Weighted Adversarial Domain Adaptation for Machine Remaining Useful Life Prediction
Kangkai Wu, Jingjing Li, Lin Zuo, Ke Lü, Heng Tao Shen
Abstract
In industry, accurate remaining useful life (RUL) prediction is critical in improving system reliability and reducing downtime and accident risk. Numerous deep-learning approaches have been proposed and achieved impressive performance in RUL prediction. Nevertheless, most of them are based on an unrealistic assumption, that is, the training (source) and testing (target) data follow similar distributions. In real-world applications, the source and target domains usually have different data distributions, which degrades the model performance on the unlabeled target domain. Existing adversarial domain adaptive RUL prediction methods fail to consider the label information, which potentially aligns samples with very different semantic information and ultimately leads to negative transfer.

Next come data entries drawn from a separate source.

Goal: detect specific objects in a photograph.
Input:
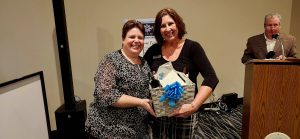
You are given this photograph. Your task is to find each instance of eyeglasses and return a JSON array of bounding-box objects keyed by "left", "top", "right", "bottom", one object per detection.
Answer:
[{"left": 265, "top": 24, "right": 280, "bottom": 29}]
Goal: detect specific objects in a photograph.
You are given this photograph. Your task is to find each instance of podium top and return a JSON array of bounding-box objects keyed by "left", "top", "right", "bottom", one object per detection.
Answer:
[{"left": 245, "top": 58, "right": 300, "bottom": 65}]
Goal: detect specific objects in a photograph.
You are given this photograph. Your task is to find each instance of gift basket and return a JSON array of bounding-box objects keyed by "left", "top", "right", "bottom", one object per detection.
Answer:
[{"left": 150, "top": 62, "right": 195, "bottom": 117}]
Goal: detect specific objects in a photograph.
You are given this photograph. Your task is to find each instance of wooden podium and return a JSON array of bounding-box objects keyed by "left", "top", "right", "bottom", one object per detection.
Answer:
[{"left": 242, "top": 59, "right": 300, "bottom": 139}]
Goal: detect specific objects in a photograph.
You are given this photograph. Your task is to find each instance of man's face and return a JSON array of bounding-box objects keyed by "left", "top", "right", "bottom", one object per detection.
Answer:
[{"left": 265, "top": 17, "right": 281, "bottom": 39}]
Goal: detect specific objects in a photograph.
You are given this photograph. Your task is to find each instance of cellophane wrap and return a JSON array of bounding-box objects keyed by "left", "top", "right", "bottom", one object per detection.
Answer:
[{"left": 150, "top": 84, "right": 195, "bottom": 117}]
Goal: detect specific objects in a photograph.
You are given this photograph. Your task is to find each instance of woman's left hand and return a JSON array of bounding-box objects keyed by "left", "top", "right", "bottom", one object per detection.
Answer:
[{"left": 168, "top": 104, "right": 197, "bottom": 118}]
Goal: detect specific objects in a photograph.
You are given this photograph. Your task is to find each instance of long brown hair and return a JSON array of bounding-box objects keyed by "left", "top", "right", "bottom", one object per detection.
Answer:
[{"left": 154, "top": 8, "right": 187, "bottom": 44}]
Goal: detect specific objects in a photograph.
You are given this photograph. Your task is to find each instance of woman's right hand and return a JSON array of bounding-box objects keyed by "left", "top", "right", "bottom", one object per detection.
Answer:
[{"left": 140, "top": 99, "right": 156, "bottom": 117}]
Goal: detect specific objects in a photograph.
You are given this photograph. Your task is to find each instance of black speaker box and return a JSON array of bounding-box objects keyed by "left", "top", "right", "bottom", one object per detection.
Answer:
[
  {"left": 221, "top": 93, "right": 237, "bottom": 111},
  {"left": 55, "top": 100, "right": 87, "bottom": 139}
]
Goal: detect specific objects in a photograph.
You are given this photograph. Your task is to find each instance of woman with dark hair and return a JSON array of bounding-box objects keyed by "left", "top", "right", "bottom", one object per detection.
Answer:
[
  {"left": 85, "top": 20, "right": 155, "bottom": 139},
  {"left": 144, "top": 8, "right": 219, "bottom": 139}
]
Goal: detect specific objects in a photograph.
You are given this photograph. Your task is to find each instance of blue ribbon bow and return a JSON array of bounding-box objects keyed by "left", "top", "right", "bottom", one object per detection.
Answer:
[{"left": 159, "top": 81, "right": 184, "bottom": 107}]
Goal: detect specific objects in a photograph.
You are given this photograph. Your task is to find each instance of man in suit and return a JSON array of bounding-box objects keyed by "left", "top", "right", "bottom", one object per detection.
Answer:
[{"left": 241, "top": 14, "right": 297, "bottom": 64}]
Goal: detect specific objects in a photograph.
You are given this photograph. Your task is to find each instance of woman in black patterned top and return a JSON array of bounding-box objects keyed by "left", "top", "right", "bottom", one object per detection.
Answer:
[
  {"left": 144, "top": 8, "right": 219, "bottom": 139},
  {"left": 86, "top": 20, "right": 155, "bottom": 139}
]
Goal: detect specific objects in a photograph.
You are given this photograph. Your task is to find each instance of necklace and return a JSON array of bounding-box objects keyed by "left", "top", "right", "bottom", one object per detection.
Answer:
[{"left": 163, "top": 40, "right": 184, "bottom": 59}]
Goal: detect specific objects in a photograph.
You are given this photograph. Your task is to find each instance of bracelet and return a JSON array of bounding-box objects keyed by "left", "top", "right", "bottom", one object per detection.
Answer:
[{"left": 190, "top": 103, "right": 195, "bottom": 108}]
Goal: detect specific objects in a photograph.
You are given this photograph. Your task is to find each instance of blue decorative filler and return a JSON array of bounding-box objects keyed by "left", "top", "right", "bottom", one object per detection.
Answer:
[{"left": 159, "top": 81, "right": 184, "bottom": 107}]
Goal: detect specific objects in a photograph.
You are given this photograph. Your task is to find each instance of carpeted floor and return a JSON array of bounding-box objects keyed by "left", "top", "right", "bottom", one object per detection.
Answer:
[{"left": 195, "top": 104, "right": 243, "bottom": 139}]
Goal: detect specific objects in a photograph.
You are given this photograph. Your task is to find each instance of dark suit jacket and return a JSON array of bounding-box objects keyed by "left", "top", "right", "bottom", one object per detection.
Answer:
[{"left": 241, "top": 33, "right": 297, "bottom": 63}]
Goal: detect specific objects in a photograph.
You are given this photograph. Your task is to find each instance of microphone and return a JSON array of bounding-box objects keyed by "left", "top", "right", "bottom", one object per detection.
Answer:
[
  {"left": 272, "top": 34, "right": 285, "bottom": 60},
  {"left": 266, "top": 51, "right": 275, "bottom": 59}
]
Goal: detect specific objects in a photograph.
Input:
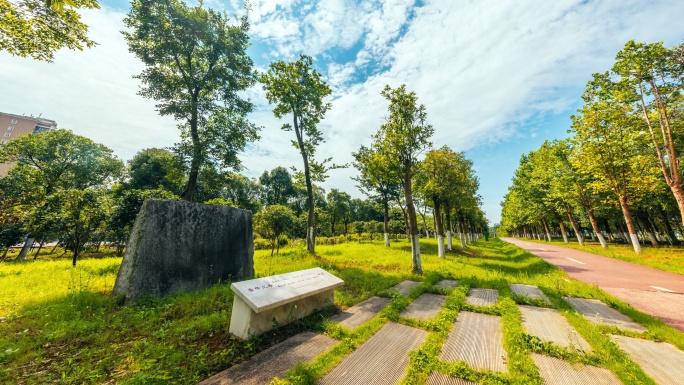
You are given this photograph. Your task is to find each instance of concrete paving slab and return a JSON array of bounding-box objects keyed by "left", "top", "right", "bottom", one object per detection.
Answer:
[
  {"left": 319, "top": 322, "right": 428, "bottom": 385},
  {"left": 518, "top": 305, "right": 591, "bottom": 352},
  {"left": 330, "top": 297, "right": 392, "bottom": 329},
  {"left": 425, "top": 371, "right": 477, "bottom": 385},
  {"left": 563, "top": 297, "right": 646, "bottom": 332},
  {"left": 611, "top": 336, "right": 684, "bottom": 385},
  {"left": 390, "top": 281, "right": 422, "bottom": 297},
  {"left": 435, "top": 279, "right": 458, "bottom": 290},
  {"left": 439, "top": 312, "right": 508, "bottom": 372},
  {"left": 466, "top": 289, "right": 499, "bottom": 306},
  {"left": 509, "top": 283, "right": 551, "bottom": 305},
  {"left": 399, "top": 293, "right": 446, "bottom": 320},
  {"left": 532, "top": 353, "right": 622, "bottom": 385},
  {"left": 199, "top": 332, "right": 338, "bottom": 385}
]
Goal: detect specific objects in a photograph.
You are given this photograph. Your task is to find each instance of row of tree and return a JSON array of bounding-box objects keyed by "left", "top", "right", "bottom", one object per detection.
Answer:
[
  {"left": 0, "top": 0, "right": 486, "bottom": 273},
  {"left": 501, "top": 41, "right": 684, "bottom": 253}
]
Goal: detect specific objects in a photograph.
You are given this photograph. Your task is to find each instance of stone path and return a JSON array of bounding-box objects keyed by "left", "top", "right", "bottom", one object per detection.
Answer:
[
  {"left": 563, "top": 297, "right": 646, "bottom": 333},
  {"left": 508, "top": 283, "right": 551, "bottom": 305},
  {"left": 330, "top": 297, "right": 392, "bottom": 329},
  {"left": 612, "top": 336, "right": 684, "bottom": 385},
  {"left": 435, "top": 279, "right": 458, "bottom": 290},
  {"left": 319, "top": 322, "right": 428, "bottom": 385},
  {"left": 399, "top": 293, "right": 446, "bottom": 320},
  {"left": 439, "top": 312, "right": 508, "bottom": 372},
  {"left": 532, "top": 353, "right": 622, "bottom": 385},
  {"left": 199, "top": 281, "right": 684, "bottom": 385},
  {"left": 466, "top": 289, "right": 499, "bottom": 306},
  {"left": 502, "top": 238, "right": 684, "bottom": 332},
  {"left": 390, "top": 281, "right": 422, "bottom": 297},
  {"left": 518, "top": 305, "right": 591, "bottom": 352},
  {"left": 199, "top": 332, "right": 338, "bottom": 385},
  {"left": 425, "top": 372, "right": 477, "bottom": 385}
]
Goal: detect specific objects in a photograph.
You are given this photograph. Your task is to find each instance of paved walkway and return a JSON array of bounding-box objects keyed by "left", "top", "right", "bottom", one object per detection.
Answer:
[{"left": 502, "top": 238, "right": 684, "bottom": 331}]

To address the above issue, this article proposes a weighted adversarial loss (WAL) for cross-domain RUL prediction. To be specific, WAL utilizes the ground-truth labels of the source domain and the pseudo-labels of the target domain to calculate weight and then obtain the WAL. This proposed loss forces the adversarial model to align samples with similar RULs from the source and target domains. Therefore, WAL can enhance positive transfer while alleviating negative transfer. Extensive experiments demonstrate that the proposed loss can be effectively plugged into existing adversarial domain adaptation methods and yield state-of-the-art results.